Consider that the 1st unmanned mission is in 2018 and the first manned one will be in 2024. It takes about 180 days to get to Mars. So lets leave aside waiting for proper alignments and see what would happen with a set or serial launches

2018 - Launch
2018.5 - Land
2019 - review completed mission (small scale in-situ fuel/oxygen/water)
2019.5 - Launch
2020 - Land
2020.5 - review completed mission (small scale in-situ crop)
2021 - Launch
2021.5 - Land
2022 - review completed mission (integrated small scale fuel/water/oxygen/crop system)
2022.5 - Launch
2023 - Land
2023.5 - review performance of permanent fuel/water/oxygen/crop system
2024 - Launch people to Mars

So you see how wildly optimistic that is? I’m hand waving away all sorts of complexities like contingency plans for ruptured catalyst beds in the in-situ fuel generator. I’m assuming every damn thing works every damn time - even worse I’m only testing it once and then declaring success. I wouldn’t sign up.

I was part of that generation who grew up with Space as the obvious next step. After Sputnik I wanted to be an astronomer and could recite facts and figures about the planets to awestruck neighbors. Worse, I found myself in the small delirious world of science fiction, where the writers were actually more hysterical on the subject than the fans.

So of course we would go into space. Why? Well because… Space!!!

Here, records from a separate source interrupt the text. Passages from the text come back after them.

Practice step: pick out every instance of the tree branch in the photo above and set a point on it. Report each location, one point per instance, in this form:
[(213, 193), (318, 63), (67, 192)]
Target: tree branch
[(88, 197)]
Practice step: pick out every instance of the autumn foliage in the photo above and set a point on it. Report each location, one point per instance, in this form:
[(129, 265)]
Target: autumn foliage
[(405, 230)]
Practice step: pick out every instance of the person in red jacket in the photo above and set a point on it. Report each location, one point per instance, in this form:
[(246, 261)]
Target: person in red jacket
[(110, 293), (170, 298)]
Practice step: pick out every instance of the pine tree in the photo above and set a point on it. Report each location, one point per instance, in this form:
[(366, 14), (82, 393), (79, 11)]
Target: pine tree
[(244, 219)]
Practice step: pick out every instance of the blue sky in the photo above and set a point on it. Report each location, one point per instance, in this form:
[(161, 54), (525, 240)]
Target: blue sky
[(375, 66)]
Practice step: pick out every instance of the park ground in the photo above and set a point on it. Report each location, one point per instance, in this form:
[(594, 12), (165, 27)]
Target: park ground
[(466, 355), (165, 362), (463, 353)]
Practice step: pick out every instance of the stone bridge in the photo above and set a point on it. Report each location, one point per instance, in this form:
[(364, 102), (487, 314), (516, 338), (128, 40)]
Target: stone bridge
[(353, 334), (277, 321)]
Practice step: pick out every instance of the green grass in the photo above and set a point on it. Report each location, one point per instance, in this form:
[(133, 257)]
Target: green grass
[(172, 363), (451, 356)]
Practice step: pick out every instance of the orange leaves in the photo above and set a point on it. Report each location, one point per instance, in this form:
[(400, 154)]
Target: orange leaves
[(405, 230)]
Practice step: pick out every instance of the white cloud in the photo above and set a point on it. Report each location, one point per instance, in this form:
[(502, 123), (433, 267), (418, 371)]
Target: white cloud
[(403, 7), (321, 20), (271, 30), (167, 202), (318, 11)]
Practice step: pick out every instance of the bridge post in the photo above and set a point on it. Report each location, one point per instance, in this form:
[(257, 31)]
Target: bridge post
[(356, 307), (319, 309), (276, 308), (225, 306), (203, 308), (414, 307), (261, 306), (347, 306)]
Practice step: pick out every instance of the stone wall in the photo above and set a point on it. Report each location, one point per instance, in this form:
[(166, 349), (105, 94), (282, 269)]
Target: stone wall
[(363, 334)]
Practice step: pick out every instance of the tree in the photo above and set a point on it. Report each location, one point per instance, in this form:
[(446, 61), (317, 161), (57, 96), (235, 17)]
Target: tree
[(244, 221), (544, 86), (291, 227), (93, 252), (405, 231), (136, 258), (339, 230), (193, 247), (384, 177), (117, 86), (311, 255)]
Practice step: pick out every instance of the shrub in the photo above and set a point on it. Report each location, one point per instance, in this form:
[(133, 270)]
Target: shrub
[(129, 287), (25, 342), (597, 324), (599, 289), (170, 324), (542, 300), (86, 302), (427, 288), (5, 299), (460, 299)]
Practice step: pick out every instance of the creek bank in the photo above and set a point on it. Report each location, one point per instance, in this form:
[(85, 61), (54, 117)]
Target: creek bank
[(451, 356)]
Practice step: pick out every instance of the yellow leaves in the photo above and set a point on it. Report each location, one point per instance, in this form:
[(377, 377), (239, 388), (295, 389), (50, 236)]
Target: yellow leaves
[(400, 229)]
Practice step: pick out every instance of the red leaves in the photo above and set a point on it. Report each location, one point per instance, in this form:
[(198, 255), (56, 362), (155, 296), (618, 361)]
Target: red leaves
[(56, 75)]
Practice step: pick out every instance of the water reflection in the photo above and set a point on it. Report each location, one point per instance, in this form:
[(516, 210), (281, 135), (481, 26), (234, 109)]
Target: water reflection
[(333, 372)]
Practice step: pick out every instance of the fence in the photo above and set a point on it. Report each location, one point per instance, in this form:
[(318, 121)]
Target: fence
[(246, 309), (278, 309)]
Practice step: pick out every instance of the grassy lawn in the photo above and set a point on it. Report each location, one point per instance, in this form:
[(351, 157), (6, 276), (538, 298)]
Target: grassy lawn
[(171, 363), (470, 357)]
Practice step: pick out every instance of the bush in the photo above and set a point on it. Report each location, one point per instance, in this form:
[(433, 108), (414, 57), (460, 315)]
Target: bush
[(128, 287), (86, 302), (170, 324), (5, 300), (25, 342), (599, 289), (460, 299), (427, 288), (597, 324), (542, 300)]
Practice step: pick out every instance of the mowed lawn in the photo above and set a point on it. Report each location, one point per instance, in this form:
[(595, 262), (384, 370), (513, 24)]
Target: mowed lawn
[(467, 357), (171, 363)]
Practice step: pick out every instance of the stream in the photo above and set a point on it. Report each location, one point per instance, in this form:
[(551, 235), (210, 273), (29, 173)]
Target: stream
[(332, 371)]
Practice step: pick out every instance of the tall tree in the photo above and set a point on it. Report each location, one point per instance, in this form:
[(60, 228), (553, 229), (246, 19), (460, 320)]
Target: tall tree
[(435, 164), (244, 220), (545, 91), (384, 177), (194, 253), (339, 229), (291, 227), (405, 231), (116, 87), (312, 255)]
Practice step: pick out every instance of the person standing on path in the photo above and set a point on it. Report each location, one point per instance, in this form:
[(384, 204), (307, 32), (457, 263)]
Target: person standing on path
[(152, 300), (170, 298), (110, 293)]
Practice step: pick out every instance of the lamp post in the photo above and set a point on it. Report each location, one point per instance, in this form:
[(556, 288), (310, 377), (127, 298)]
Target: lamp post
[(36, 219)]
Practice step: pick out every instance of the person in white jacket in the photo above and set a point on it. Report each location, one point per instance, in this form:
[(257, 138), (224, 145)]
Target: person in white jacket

In the 60 years since Heinlein, Ley, von Braun, and a few others began a deliberate public propaganda campaign for space (which their backers refuse to admit became successful solely because of the cold war), nobody ever came up with a better answer. The MarsOne site doesn’t bother to give a better answer; it simply refers to the challenge and the people who want to dare the odds in language that has remained unchanged since the early 1950s. Unquestionably, people like that exist. You don’t hear much about them in history until Victorian times, though. Earlier explorers were captives of funders who wanted enormous returns on investment. Arctic or equatorial explorers who braved incomprehensible privations for nothing but the challenge or the honor are the equivalent of art, mere luxury goods that a wealthy society can afford to waste money upon for status displays.

Right now, a Mars settlement is an art project, a toy for wealthy dilettantes and enthusiasts, a status display for hipsters about as serious as a furry convention. As a society we have sufficient wealth to allow such extravagances. That is all that can be said for it. Until and unless someone can explain in terms of dollars and cents what opportunity we lost by not going to space, Space!!! will rightly stay a toy, no matter how much that outrages the believers.

In space, no one can hear you yiff.

It does seem to be a certain type of person who gets really into that sort of thing and appears to believe it makes sense. I suppose they are fantasizing about space and other planets like religious believers do in the afterlife or Marxists about communism. And if you’re going to fantasize, why not go big?
So, yeah, the main question is whether the MarsOne people are fools or knaves.
It is fun to think about, though, isn’t it? It makes for great movies and video games.

Stranger, if you’re reading this, I’m sure you’ve thought and read about what it would take to sustain life on Mars. I have a similar question I’d quite like your input on if you’d indulge me: What would a post-apocalyptic shelter need for very long term life support? - Factual Questions - Straight Dope Message Board

Appreciate the responses. Stunned by how quick i got all these answers!

It fact, it’s probably in the ballpark of what would be required to create such a colony in Antarctica, given that all transport be done by rocket.